Hypothesis testing By Dr. Ama
Hypothesis Testing
Definition: An act in statistics whereby an analyst tests an assumption regarding a population parameter. (Source: Investopedia)
Instructor: Dr. Ama Jayawardana, Senior Lecturer, General Sir John Kotelawala Defense University.
Fundamentals of Hypothesis Testing
Hypothesis testing is a technique for interpreting and drawing inferences about a population based on sample data.
It helps determine which sample data best support mutually exclusive population claims.
Hypotheses
Null Hypothesis (H0): The assumption that the event will not occur. It has no impact unless rejected.
Symbol: H0 (pronounced H-naught)
Alternate Hypothesis (H1 or Ha): The logical opposite of the null hypothesis.
t Tests
Definition: A t test is a statistical test used to compare the means of two groups.
Purpose: Used in hypothesis testing to determine if a treatment has an effect on the population or if two groups differ significantly.
t Test Example
Scenario: Testing if the mean petal length of iris flowers differs by species.
Procedure: Measure 25 petals from two different species and apply a t test with null and alternative hypotheses.
H0: The true difference between group means is zero.
Ha: The true difference is not zero.
When to Use a t Test
Conditions:
Data must be independent and approximately normally distributed.

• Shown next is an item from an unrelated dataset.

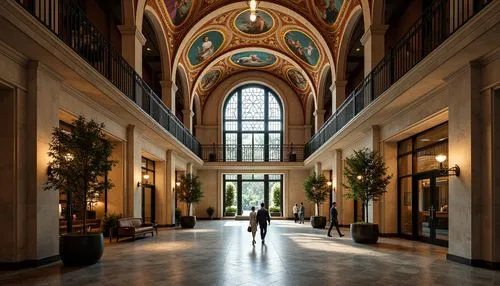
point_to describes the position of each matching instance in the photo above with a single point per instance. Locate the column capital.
(127, 30)
(374, 30)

Groups must exhibit homogeneity of variance (similar variance).
t Test Formula
t = (x1 - x2) / (s2 / n1 + s2 / n2)
Where:
t = test statistic
x1, x2 = means of the groups
s2 = pooled standard error
n1, n2 = number of samples in each group.
Sample Data for t Test
Group | Sample Size (n) | Average (X̄) | Std Dev (s) |
|---|---|---|---|
Women | 10 | 22.29 | 5.32 |
Men | 13 | 14.95 | 6.84 |
Calculating Differences
Difference in averages: (22.29 - 14.95) = 7.34.
Pooled Standard Deviation
Calculate pooled variance: For example, use:
816.55 / 21 = √38.88 = 6.24.
Test Statistic Calculation
Combine calculated values:
Final formula used:
t = 7.34 / (√(6.24 × (1/10 + 1/13))) = 2.80.
Finding Degrees of Freedom and Alpha Level
Degrees of Freedom (df): n1 + n2 - 2 = 21.
Significance level (α = 0.05). The critical t value for df=21 is 2.080.
Conclusion of t Test
Compare t value to critical t value: If t > 2.080, reject H0.
Conclusion: Significant difference in body fat between men and women.
Chi-square Test
Definition: A statistical procedure to determine the difference between observed and expected data, or to examine the relationship between categorical variables.
Types of Chi-Square Tests
Independence: Examines if two categorical variables are related.
Goodness-of-Fit: Determines if a variable is likely from a certain distribution.
Steps for Chi-Square Test of Independence
Null Hypothesis: There is no relationship between variables.
Calculate expected values based on the sample distribution and total counts.
Calculate the Chi-square statistic.
Example Data
Gender and education levels across a survey of 395 individuals.
Calculation of Test Statistic
Use the formula: χ² = Σ(O−E)²/E.
Compare χ² value to critical value to determine result significance.
One-Way ANOVA
Definition: A statistical method used to compare means across multiple groups.
Key Points:
Dependent variable must be continuous.
Independent variable must be categorical.
Assumes normality and homogeneity of variance.
Process Steps for One-Way ANOVA
Calculate group means and overall mean.
Calculate SSR (Regression Sum of Squares) and SSE (Error Sum of Squares).
Fill in ANOVA table using totals obtained.
Compare F statistic to critical F value to draw conclusions.
Example Interpretation
F test statistic results and comparing to critical F values guide null hypothesis acceptance or rejection.
Practical Application
Chi-square and t tests are steps to assess relationships and effects in real-world scenarios, like analyzing apple weights or political preferences.
Conclusion
Research methods in statistics like t tests and Chi-square tests are vital tools in drawing inferences from data.